Second, what the news clips do for the carnage in Kosovo, television and movies can do for the carnage here: show us the horrendous effects of real-life violence on its victims, their families and on its perpetrators. Of those who engage in unjustified violence, only the most dehumanized do not feel intense revulsion at what they have done. And many of those who engage in justified violence suffer a degree of emotional havoc. No wonder police departments need resident psychologists.

Third, television and movies can illumine the necessity--and the rigors--of nonviolent conflict resolution. Confronting our adversaries. Being honest about our complaints. Listening. Trying to see the problem through their eyes. Affirming them--their intelligence and goodwill--despite the pain they may have caused. Appealing to the best in our adversary. Seeking the truth through honest dialogue, even if that should demand we change our position. Seeking justice for them as well as for ourselves, even if that should require we cut back on our demands. Resisting the temptation to manipulate, deceive or punish them.

Does nonviolence work? Of course. Look at the civil rights movement, Solidarity in Poland, the Velvet Revolution in Czechoslovakia, People’s Power in the Philippines. And we have all seen the kind word, the loving gesture transform the potentially hostile person into a friendly one.
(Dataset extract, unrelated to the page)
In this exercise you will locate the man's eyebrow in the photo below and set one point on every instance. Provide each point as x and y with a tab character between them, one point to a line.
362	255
Is nonviolence easy? No way. It requires trust in the truth and in the basic goodness of even the most debased human being. It requires great moral stamina to forgive, to let go of the hatred that clogs the arteries of the soul. And it requires a rare kind of courage to love one’s enemy, endure suffering rather than inflict it and meet physical force with soul force.

Does nonviolence give writers and producers the raw materials they need to create entertaining stories? Absolutely. All the elements of compelling drama are present: intense emotional conflict, sympathetic characters with whom the audience can identify and for whom they can root, high-stakes jeopardy and suspense.
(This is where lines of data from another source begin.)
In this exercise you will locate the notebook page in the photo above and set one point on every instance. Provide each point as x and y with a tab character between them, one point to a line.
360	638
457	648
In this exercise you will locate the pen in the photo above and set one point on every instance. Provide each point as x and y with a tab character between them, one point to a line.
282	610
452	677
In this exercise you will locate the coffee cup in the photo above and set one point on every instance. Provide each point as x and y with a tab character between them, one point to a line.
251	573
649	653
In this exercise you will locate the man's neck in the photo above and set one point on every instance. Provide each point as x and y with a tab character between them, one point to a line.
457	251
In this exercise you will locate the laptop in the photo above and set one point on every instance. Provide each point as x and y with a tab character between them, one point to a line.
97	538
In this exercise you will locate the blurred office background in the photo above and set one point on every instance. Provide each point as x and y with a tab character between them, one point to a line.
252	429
If nonviolence is so theatrical, why have we in the creative community been so loath to present it? I think it is because, rightly or wrongly, we have convinced ourselves that nonviolent conflict resolution demands too much of our viewers, that it contains more truth than they are able or willing to handle.

Advertisement

*

That is the perennial temptation for Hollywood’s creative community--to give the audience the partial truth it wants to hear rather than the whole truth it needs to hear.

We have succumbed to this temptation in the past. We cannot afford to do so in the future. With our stories we have shattered racial and gender stereotypes. We have given smoking a bad name. I do not see why we cannot do the same with violence. Instead of contributing to the problem, we can contribute to its solution.

This can happen if we begin to trust our viewers and tell them the whole truth about violence, and if our viewers, in huge numbers, support us in this effort.

Ellwood Kieser, C.S.P., is president of Paulist Productions and producer of “Insight,” “Romero” and “Entertaining Angels.” He also is president of the organization that hands out the annual Humanitas Prizes to writers of films and TV programs.